Mustahil Allah mencipta sesuatu yang tak berguna.
Iblis sekali pun, awalnya diciptakan agar bermanfaat. Namun iblis telah memilih dan ditetapkan Allah menjadi sumber petaka-kemudharatan. Sudah barang tentu sarana yang diperlukan untuk membaca tanda-tanda yang Allah bentangkan di muka bumi ini adalah hati dan aqal. Demikian itulah cara Allah membimbing manusia agar dapat memahami tanda-tanda-Nya. Sayang, pada kenyataannya banyak manusia yang buta terhadapnya. Dengan demikian, keberadaan ayat-ayat kauniyah merupakan sarana tempat manusia belajar dan bertanya kepada Allah, sekaligus sebagai sarana untuk mengolah dan memfungsikan unsur daya potensi ketenagaan di dalam diri si manusia. Juga, untuk memancing manusia agar terbit gelitik-goda di dalam hatinya, supaya terbit rasa untuk ingin tahu ketepatan dan kepastiannya. Terhadap tanda-tanda itu, pertanyaan yang muncul adalah “apa maksud dan manfaat tanda-tanda ini bagi kehidupan manusia?” Jadi, dengan keberadaan tanda-tanda itulah diharapkan agar manusia mau bertanya kepada Allah tentang haqqiqat yang masih terselubung, tentang isi pengertian dan pemahaman atas tanda-tanda itu. Inilah yang Allah maksudkan dengan firman: “…wahai Rabb kami, tiadalah Engkau menciptakan ini dengan sia-sia, Maha Suci Engkau, maka peliharalah kami dari siksa neraka” (QS 3:191). Bahkan
dalam hal memahami tanda-tanda berupa berbagai bencana yang terjadi di tanah air ini, tersirat pengertian bahwa “tidaklah yang Allah ciptakan (idzinkan untuk berlangsung) itu sia-sia (tak bernilai peringatan dan pelajaran sama sekali).” (Mohon periksa “Peringatan Bencana Gagal Dimengerti Hati Buta”, publikasi Kajian Budaya Ilmu tanggal 15/04/2010 yang masih tersaji di bawah - Admin).

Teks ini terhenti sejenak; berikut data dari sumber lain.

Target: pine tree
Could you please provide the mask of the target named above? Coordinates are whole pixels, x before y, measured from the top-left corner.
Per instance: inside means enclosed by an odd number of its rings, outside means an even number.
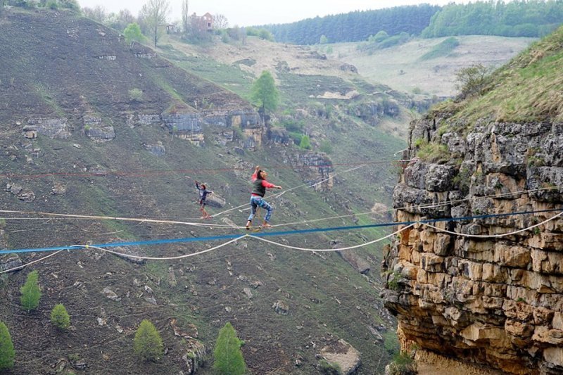
[[[252,84],[252,101],[260,108],[264,115],[266,111],[274,111],[279,102],[279,91],[276,87],[272,73],[264,70],[258,80]]]
[[[70,326],[70,316],[62,303],[56,305],[51,310],[51,322],[59,329],[66,329]]]
[[[41,298],[41,291],[38,283],[39,274],[37,271],[32,271],[27,274],[27,279],[25,284],[20,288],[22,293],[20,302],[22,308],[27,312],[34,310],[39,305],[39,298]]]
[[[143,360],[156,361],[162,356],[164,345],[160,334],[148,319],[141,322],[133,340],[135,352]]]
[[[231,323],[227,322],[219,331],[213,351],[213,368],[219,374],[241,375],[246,372],[246,364],[241,350],[242,343]]]
[[[13,367],[15,352],[13,350],[10,331],[4,322],[0,321],[0,371]]]

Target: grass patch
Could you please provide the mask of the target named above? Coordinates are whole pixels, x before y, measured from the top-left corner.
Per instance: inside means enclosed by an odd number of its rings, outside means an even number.
[[[436,143],[422,141],[419,145],[417,155],[420,160],[429,163],[443,164],[450,160],[450,153],[448,146]]]
[[[420,56],[419,60],[424,61],[438,57],[447,56],[460,45],[457,38],[450,37],[434,46],[432,49]]]
[[[456,117],[474,122],[563,121],[563,27],[495,72],[493,89],[469,100]]]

Itulah bukti bahwa fithrah manusia tidak sesuai dengan kebodohan.
Ingin mengetahui, bertanya kepada siapakah?
Hanya orang-orang yang bodoh sajalah yang tidak mempunyai keinginan untuk bertanya kepada Allah. Atau, karena manusia tak mau bertanya kepada Allah, maka jadilah ia bodoh. Sayangnya, sifat ingin mengetahui itu tidak berhasil tersalurkan dengan baik. Dari pada bertanya kepada Allah untuk mendapat jawaban secara tepat dan pasti, jumlah terbesar manusia termasuk ummat Islam memilih azas prasangka dan praduga untuk memperoleh jawaban dari keingin-tahuannya. Padahal sangkaan atau praduga tidak sampai kapanpun tidak akan pernah berhasil mendekatkan manusia pada ketepatan dan kepastian, atau pada kebenaran mutlak, sebagaimana firman-Nya: ”Dan kebanyakan mereka tidak mengikuti kecuali persangkaan saja. Sesungguhnya persangkaan itu tidak sedikitpun berguna untuk mencapai kebenaran...” (QS 10:36).

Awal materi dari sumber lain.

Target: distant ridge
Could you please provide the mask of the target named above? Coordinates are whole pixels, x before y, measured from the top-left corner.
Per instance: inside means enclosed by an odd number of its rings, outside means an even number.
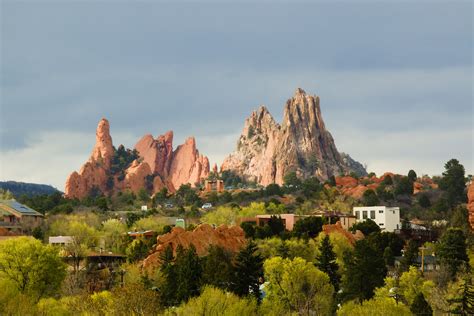
[[[16,181],[0,181],[0,189],[10,191],[15,197],[23,194],[27,196],[50,195],[60,192],[58,189],[47,185],[37,183],[26,183]]]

Sejak Islam menjadi jaya di tangan Rasulullah Muhammad s.a.w. yang diikuti para sahabatnya dan orang-orang beriman sejati, kebodohan atau kejahilan sudah boleh dikatakan berhasil terkikis. Akan tetapi, berawal dari munculnya teori perkiraan atau sangkaan muncullah kembali kebodohan. Bahkan kebodohan itu sudah mencapai tingkat yang paling dasar. Buktinya, manusia tak lagi mampu merasakan kasih Allah, apalagi untuk menangkap peringatan Allah sebagai rahmat petunjuk atau alat penyelamat kehidupan. Di zaman ini, kebodohan dan kejahilan bangkit kembali berkembang pesat laksana jamur di musim hujan. Penjamuran kebodohan atau kejahilan ini muncul sejak ummat Islam terpukau oleh teori-teori perkiraan atau persangkaan yang dikembang-luaskan oleh Yhd.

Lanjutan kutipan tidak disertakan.